# Serving Machine Learning models with Google Vertex AI

Great to have you here, this is the code for the following article:

* https://medium.com/google-cloud/serving-machine-learning-models-with-google-vertex-ai-5d9644ededa3

Your feedback and questions are highly appreciated. <br>You can find me on Twitter [@HeyerSascha](https://twitter.com/HeyerSascha) or connect with me via [LinkedIn](https://www.linkedin.com/in/saschaheyer/). <br>Even better, subscribe to my [YouTube](https://www.youtube.com/channel/UC--Sm3D-rqCUeLXmraypdPQ) channel ❤️.

In [None]:
# @title
from IPython.display import HTML

HTML(
    '<iframe width="560" height="315" src="https://www.youtube.com/embed/brNMT7Snlh0" frameborder="0" allowfullscreen></iframe>'
)

In [None]:
from google.colab import auth

auth.authenticate_user()

In [None]:
!gcloud config set project joyas-vietnam

Updated property [core/project].


In [2]:
!gcloud auth application-default login

Your browser has been opened to visit:

    https://accounts.google.com/o/oauth2/auth?response_type=code&client_id=764086051850-6qr4p6gpi6hn506pt8ejuq83di341hur.apps.googleusercontent.com&redirect_uri=http%3A%2F%2Flocalhost%3A8085%2F&scope=openid+https%3A%2F%2Fwww.googleapis.com%2Fauth%2Fuserinfo.email+https%3A%2F%2Fwww.googleapis.com%2Fauth%2Fcloud-platform+https%3A%2F%2Fwww.googleapis.com%2Fauth%2Fsqlservice.login&state=7mOLKckXlVY9JOuUG5cReF1Se1FHaN&access_type=offline&code_challenge=DfMbxtUPqVNvcwm7Q7D2rPuMOJYkofCHLWDr5M0UWao&code_challenge_method=S256


Credentials saved to file: [/Users/datkhong/.config/gcloud/application_default_credentials.json]

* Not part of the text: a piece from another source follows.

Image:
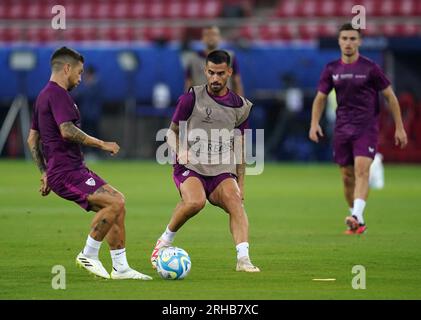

These credentials will be used by any library that requests Application Default Credentials (ADC).

Quota project "joyas-vietnam" was added to ADC which can be used by Google client libraries for billing and quota. Note that some services may still bill the project owning the resource.


Updates are available for some Google Cloud CLI 

## Custom Prediction Container with FastAPI

In [None]:
PROJECT_ID = "joyas-vietnam"
PIPELINE_ROOT = "gs://dev-joyas-recommendation/"
LOCATION = "asia"
# use this instead
aiplatform.init(project=PROJECT_ID, location="asia-southeast1")

In [1]:
%%writefile main.py
import uvicorn

import tensorflow as tf
import os
import numpy as np
from enum import Enum
from typing import List, Optional
from pydantic import BaseModel

from fastapi import Request, FastAPI, Response
from fastapi.responses import JSONResponse
from transformers import DistilBertTokenizerFast
from transformers import TFDistilBertForSequenceClassification

tokenizer = DistilBertTokenizerFast.from_pretrained("distilbert-base-uncased")
model = TFDistilBertForSequenceClassification.from_pretrained("../sentiment")

app = FastAPI(title="Sentiment Analysis")

AIP_HEALTH_ROUTE = os.environ.get("AIP_HEALTH_ROUTE", "/health")
AIP_PREDICT_ROUTE = os.environ.get("AIP_PREDICT_ROUTE", "/predict")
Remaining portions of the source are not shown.